Ocado’s share price fell by more than 19% in the wake of the announcement by the US retail giant.
The retailer said it would continue to operate CFCs in “geographies where Kroger sees higher density of demand” but was looking to “pilot capital-light, store-based automation in high-volume geographies to improve fulfilment capabilities and elevate the in-store customer experience”.
E-commerce operations would see “increased store-based fulfilment” Kroger said.
The retailer noted it had expanded its relationship with Instacart “as its primary delivery fulfilment provider” across Kroger.com and the Kroger app and had also broadened its relationship with DoorDash, “giving tens of millions of customers access to food and grocery essentials on-demand” through the DoorDash marketplace.
In addition, Kroger announced the upcoming launch of a new customer experience on Uber Eats Marketplace.

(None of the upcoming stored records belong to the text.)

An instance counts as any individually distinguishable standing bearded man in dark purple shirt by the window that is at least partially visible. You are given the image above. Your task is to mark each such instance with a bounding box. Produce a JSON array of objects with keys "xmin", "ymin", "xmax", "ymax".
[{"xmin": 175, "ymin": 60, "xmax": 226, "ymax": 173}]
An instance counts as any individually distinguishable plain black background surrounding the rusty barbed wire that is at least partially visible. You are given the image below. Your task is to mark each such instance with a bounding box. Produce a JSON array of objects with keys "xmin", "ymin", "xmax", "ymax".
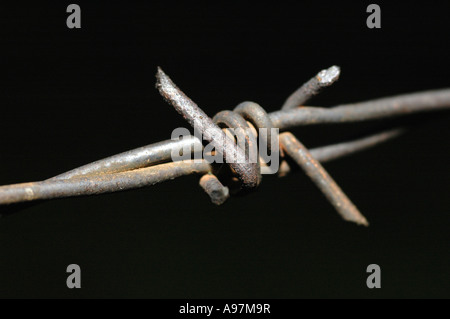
[{"xmin": 0, "ymin": 1, "xmax": 450, "ymax": 298}]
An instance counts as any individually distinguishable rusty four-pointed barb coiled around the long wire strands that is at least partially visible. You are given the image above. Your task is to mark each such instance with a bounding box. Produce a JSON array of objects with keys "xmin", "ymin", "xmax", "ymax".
[{"xmin": 157, "ymin": 68, "xmax": 368, "ymax": 226}]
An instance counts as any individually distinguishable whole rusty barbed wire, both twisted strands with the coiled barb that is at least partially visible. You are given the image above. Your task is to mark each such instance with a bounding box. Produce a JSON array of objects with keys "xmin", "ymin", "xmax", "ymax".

In early 2026, it will launch “a new customer experience” on Uber Eats to fulfil more orders by “providing access to groceries when customers order meals from their favourite local restaurants as well as offering standard grocery delivery”.
Ocado, in a statement today, said it “continues to support Kroger to optimise logistics operations and drive profitable volume growth” in the remaining CFC sites, with “constructive ongoing discussions around further use of Ocado’s technology to support Kroger”.
“Ocado continues to engage with Kroger on these and other matters, and expects significant growth in the US market, both with CFCs and store-based automation,” the company said.
Ocado said it expected to receive compensation for fees related to the early closure of the three sites of more than $250m.
Clive Black, head of consumer research at Shore Capital, said the announcement was “a near knockout punch” for Ocado and “a dreadful acclamation of what Morrison, Waitrose and others already knew: capital-intensive, centralised fulfilment of food to a dispersed mass-market customer does not financially work”.
“With its leverage, we worry about Ocado more not less,” he added. “How may more punches can it take?”
In September, Kroger’s interim CEO Ron Sargent said “stores are our most important asset, and when we use our stores to fulfil online orders, the inventory is closer to customers and the last-mile delivery costs are lower”.
“As demand for convenience grows, we can leverage our store footprint to reach new customer segments and expand rapid delivery capabilities without significant capital investments,” he added on the earnings call.
Last year, Canadian chain Sobeys similarly put on pause a plan for another Ocado robotic warehouse and revealed the tie-up between the two businesses was no longer exclusive. Late last year, Morrisons announced it was phasing out deliveries of online orders from Ocado’s Erith CFC, and expanding its store-pick fulfilment model.
“We are big fans of British entrepreneurs, British firms, and especially successful British innovators,” Black added. “Alas, that cannot be wholly said of Ocado where the vision and aspiration was wonderful, as was the idealism with no shortage of brainpower and masses of technobabble. Kroger, however, is a smelling salt moment for the group and we worry further about the real value of what is left in this firm.”